Der Sprecher der SPÖ bestätigt das: Die mit der Abwicklung beauftragte Firma sortiere die Abstimmungsbögen vor, indem beispielsweise deren Authentizität und Gültigkeit automatisiert geprüft werde. "Allerdings werden alle Stimmen in plombierten Kisten verwahrt und der Wahlkommission erst am 22. Mai zur Verfügung gestellt", sagt SPÖ-Sprecher Stefan Hirsch. Die betreffende Firma habe diesbezüglich einen Ruf zu verlieren, die Stimmen würden de facto in einem Hochsicherheitstrakt verwahrt. "Das ist die sicherste Befragung, die es je von einer Partei gegeben hat."

Vertrauen

Unterm Strich bedeutet das: Man vertraut darauf, dass die mit der Durchführung der Befragung beauftragte Firma und deren Mitarbeiter sich an alle Verträge halten und bis 22. Mai "dicht" halten. 

Erst am vergangenen Montag waren Mitglieder der SPÖ-Wahlkommission im Unternehmen vor Ort, um die genaue Abwicklung zu klären. Dabei wurde außer Streit gestellt, dass die Firma die  Stimmzettel vorsortiert. Wo genau die Wahlkommission die Stimmen dann auszählt,  ist laut Bundesgeschäftsführer Christian Deutsch noch nicht klar.
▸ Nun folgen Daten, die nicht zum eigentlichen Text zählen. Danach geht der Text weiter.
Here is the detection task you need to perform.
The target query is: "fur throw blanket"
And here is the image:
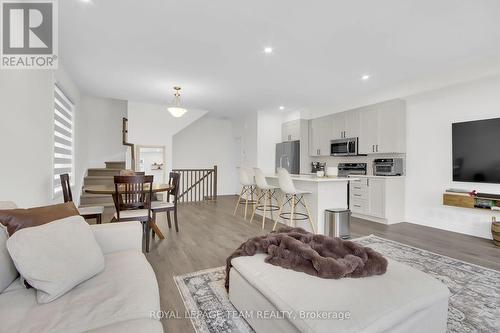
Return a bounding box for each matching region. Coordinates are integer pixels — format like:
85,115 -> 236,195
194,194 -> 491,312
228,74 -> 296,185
225,227 -> 387,290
Klar sei aber, dass kein Mitglied der Wahlkommission irgendwelche Informationen oder  Daten habe, die auf Verlauf oder Ergebnis der Abstimmung hinweisen. "Wir legen großen Wert darauf, dass diese Befragung maximal professionell abgewickelt wird. Wer behauptet, er habe irgendwelche Stapel mit Stimmzetteln gesehen, die Rückschlüsse auf den Ausgang zulassen, muss eine Fata Morgana gesehen haben", sagt Deutsch zum KURIER.

Sicherheitslücke

Was die per Internet abgegebenen Stimmen angeht, sorgt seit Donnerstag eine kolportierte Sicherheitslücke bei der Online-Befragung für Irritationen. Vertreter des Unternehmens "Certitude Consulting" haben Zweifel geäußert, ob das für die Befragung verwendete Tool wirklich für einen wahl-ähnlichen Vorgang geeignet ist.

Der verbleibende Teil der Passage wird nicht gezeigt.